Introducing “the cloud”
One of Jason Fried’s best insights is that business writing is terrible. It is surprisingly difficult to notice this lack of quality, if only because the Web is full of soundalikes and it’s easy to lapse into a browsing coma and just start believing that this shit is normal. After a while, you just figure that everyone is a solutions provider leveraging core competencies to create tangible ROI for stakeholders. Not only that, but they’re also using “the cloud” to make it all happen.
Explaining the cloud to someone who isn’t an IT asshole or a startup entrepreneur is difficult. It’s a model – sorry, paradigm – that isn’t based on anything understandable in the real world. What does an actual cloud do? Nothing – it is mostly immaterial and unsubstantial (how appropriate), and so any terminology inviting comparisons with it is starting from scratch. How apropos – having a blank slate is useful if you have a nebulous topic to define.
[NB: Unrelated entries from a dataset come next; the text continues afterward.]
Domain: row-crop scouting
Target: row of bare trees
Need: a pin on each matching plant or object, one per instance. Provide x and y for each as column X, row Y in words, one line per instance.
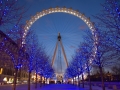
column 108, row 44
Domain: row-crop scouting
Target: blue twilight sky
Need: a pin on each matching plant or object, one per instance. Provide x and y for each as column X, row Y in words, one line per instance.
column 70, row 27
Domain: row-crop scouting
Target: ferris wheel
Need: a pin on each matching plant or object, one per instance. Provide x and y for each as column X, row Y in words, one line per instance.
column 60, row 33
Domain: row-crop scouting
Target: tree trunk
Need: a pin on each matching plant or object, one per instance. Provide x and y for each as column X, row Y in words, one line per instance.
column 73, row 81
column 29, row 80
column 78, row 82
column 36, row 81
column 102, row 77
column 15, row 79
column 40, row 81
column 82, row 80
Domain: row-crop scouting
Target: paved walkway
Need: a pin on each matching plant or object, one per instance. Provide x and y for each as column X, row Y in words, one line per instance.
column 51, row 87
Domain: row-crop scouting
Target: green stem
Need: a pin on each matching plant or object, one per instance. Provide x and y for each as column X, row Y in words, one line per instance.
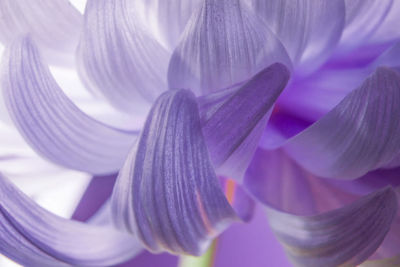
column 206, row 260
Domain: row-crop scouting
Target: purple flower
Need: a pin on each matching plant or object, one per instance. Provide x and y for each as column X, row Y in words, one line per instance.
column 207, row 109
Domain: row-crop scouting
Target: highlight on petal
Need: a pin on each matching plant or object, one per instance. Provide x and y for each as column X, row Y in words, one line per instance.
column 54, row 24
column 32, row 236
column 275, row 180
column 363, row 18
column 52, row 125
column 119, row 58
column 233, row 125
column 223, row 37
column 167, row 193
column 308, row 29
column 360, row 134
column 342, row 237
column 167, row 18
column 239, row 199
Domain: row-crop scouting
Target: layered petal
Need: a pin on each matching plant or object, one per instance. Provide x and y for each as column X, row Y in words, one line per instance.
column 167, row 19
column 51, row 123
column 119, row 57
column 360, row 134
column 223, row 37
column 345, row 237
column 308, row 29
column 33, row 236
column 234, row 123
column 167, row 193
column 363, row 18
column 54, row 24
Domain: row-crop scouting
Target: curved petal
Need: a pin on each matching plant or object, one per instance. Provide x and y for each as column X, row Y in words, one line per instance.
column 33, row 236
column 233, row 126
column 308, row 29
column 345, row 237
column 51, row 123
column 118, row 57
column 277, row 181
column 167, row 193
column 54, row 24
column 223, row 37
column 360, row 134
column 167, row 18
column 363, row 18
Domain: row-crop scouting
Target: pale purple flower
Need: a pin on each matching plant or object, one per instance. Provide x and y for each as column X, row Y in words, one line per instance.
column 208, row 113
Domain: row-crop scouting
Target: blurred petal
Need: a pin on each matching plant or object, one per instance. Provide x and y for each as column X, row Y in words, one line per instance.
column 33, row 236
column 118, row 57
column 54, row 24
column 51, row 123
column 167, row 18
column 250, row 244
column 233, row 126
column 308, row 29
column 223, row 37
column 240, row 201
column 363, row 18
column 346, row 236
column 360, row 134
column 167, row 193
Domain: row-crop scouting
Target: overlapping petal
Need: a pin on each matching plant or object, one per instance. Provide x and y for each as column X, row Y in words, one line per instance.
column 167, row 193
column 308, row 29
column 167, row 18
column 223, row 44
column 54, row 24
column 360, row 134
column 33, row 236
column 51, row 123
column 118, row 57
column 342, row 237
column 363, row 18
column 233, row 124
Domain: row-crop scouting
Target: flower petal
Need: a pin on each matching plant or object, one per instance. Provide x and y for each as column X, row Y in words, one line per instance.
column 363, row 18
column 118, row 57
column 345, row 237
column 51, row 123
column 360, row 134
column 233, row 126
column 308, row 29
column 33, row 236
column 54, row 24
column 167, row 18
column 167, row 193
column 224, row 37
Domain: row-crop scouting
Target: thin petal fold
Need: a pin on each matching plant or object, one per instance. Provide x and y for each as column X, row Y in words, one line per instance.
column 48, row 120
column 233, row 124
column 360, row 134
column 119, row 58
column 167, row 193
column 308, row 29
column 32, row 236
column 363, row 18
column 167, row 19
column 54, row 24
column 342, row 237
column 227, row 38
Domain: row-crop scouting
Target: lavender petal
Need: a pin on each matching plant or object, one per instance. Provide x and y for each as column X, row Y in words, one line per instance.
column 308, row 29
column 346, row 236
column 32, row 236
column 118, row 57
column 224, row 37
column 167, row 193
column 51, row 123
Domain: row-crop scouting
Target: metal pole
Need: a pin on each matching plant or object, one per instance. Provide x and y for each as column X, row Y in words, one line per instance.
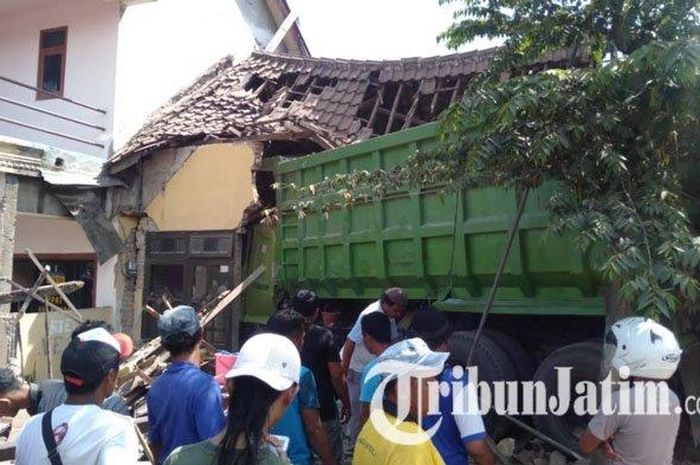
column 49, row 365
column 544, row 437
column 489, row 304
column 51, row 113
column 52, row 94
column 48, row 131
column 499, row 272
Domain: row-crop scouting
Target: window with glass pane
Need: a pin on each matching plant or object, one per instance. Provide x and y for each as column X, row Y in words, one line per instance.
column 52, row 62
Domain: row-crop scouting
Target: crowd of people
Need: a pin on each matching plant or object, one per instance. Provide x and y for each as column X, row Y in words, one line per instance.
column 293, row 397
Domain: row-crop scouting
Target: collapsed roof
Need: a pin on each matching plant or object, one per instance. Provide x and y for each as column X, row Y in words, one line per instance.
column 330, row 102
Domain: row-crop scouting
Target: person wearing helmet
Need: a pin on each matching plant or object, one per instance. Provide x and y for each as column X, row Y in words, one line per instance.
column 648, row 354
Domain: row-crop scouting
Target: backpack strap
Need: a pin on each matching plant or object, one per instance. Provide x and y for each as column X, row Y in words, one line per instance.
column 49, row 439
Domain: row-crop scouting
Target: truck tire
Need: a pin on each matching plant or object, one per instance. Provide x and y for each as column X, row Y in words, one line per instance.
column 494, row 365
column 585, row 359
column 522, row 361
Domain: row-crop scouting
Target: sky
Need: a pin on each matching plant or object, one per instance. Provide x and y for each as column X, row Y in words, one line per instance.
column 165, row 45
column 376, row 29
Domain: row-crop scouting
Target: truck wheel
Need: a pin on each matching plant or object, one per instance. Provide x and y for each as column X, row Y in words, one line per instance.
column 584, row 358
column 522, row 361
column 494, row 365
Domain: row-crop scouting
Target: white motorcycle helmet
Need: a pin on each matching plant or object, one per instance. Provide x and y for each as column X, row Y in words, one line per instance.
column 644, row 347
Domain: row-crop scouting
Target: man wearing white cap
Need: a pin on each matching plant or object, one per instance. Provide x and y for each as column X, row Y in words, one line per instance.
column 262, row 384
column 392, row 436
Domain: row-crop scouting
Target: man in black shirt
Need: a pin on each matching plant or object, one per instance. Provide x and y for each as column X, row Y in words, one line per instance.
column 320, row 355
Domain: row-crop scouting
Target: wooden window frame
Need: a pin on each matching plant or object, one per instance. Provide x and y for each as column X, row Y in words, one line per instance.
column 63, row 49
column 67, row 257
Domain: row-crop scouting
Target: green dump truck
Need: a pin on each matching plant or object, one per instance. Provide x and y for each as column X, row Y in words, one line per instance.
column 444, row 248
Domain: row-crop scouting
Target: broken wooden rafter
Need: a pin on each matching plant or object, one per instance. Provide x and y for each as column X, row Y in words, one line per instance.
column 47, row 291
column 394, row 105
column 146, row 362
What you need to know about “the cloud”
- Term: the cloud
- Also known as: Cloud computing, cloud compute (yes, without the participle form)
- Sample jargony definition: “Cloud Computing is a broad term that describes a broad range of services.”(via Rackspace – wow, that clears it up)
- Sample English definition: “Cloud computing is a great euphemism for centralization of computer services under one server.” – (via Evgeny Morozov)
- Use it in a jargony sentence: “The cloud enables the flexibility and scalability need to support particularly demanding applications, giving service providers new opportunities to become more agile and provision resources more quickly.” – (via me, off the top of my head)
- Use it in a jargony sentence written by someone else: “Cloud computing has changed the way businesses work. It has opened the doors to increased collaboration.” (via AVG – I wasn’t far off)
- Use it in an English sentence: “The cloud is stuff that that is exchanged over the Internet.”
Why is “the cloud” jargon?
Now, I said that the cloud is tough to explain to the layperson. Eons ago, I wondered if Dropbox were so much more intuitive than its competitors because it wrapped server storage in a metaphor that was easy to grasp – a “box” in which you stashed your stuff. In comparison, Google Drive and OneDrive symbolized something that no one particularly likes (a hard drive) and iCloud was the worst of all, using IT jargon to stand in for something that is already too complex for most consumers to understand.
The cloud is also hard to understand because it is just an elaborate synonym for the Internet, itself a dense concept. If you have dabbled any in computer programming, you may have stumbled across the term “object-oriented programming,” which suffers from a similar disease – it is based on abstract concepts without facile real world equivalents and is as inaccessible, at least conceptually, as Kilimanjaro to beginners.
What’s the point of talking so much about “the cloud”?
The cloud is the be-all/end-all of business transformation, we’re told. It’s a vehicle for anything you want to plug:
- Data storage – Dropbox, Google Drive, et al
- “Collaboration” – Google Docs, GitHub, etc.
- Anything backed by a server – Netflix, YouTube, whatever
It’s a great marketing term, end of story. It sounds sleek (who doesn’t love clouds?) and it’s roomy enough to contain any message you want. But really, the cloud is a way for some companies to sell customers tons of abstract stuff to customers. For example, Business A may have been storing all of its data on site (“on-premises”), but now it thinks it can have things easier by using someone else’s (Business B’s) machines instead. It’s like renting computer power – there’s real $$$ to be made on charging customers indefinitely rather than all at once (in jargon, this is expressed as “OPEX versus CAPEX” – stay tuned for a future Jargon Dictionary entry on these terms).
The cloud is all things to all people: It is cheap, it is expensive, it is a good idea, it is a bad idea, it is secure, it is risky, it is public, it is private. Aristophanes would be proud, since he predicted all of this cognitive dissonance 2,500 years ago. And as George W. Bush would say, if you don’t stand for anything, you don’t stand for anything!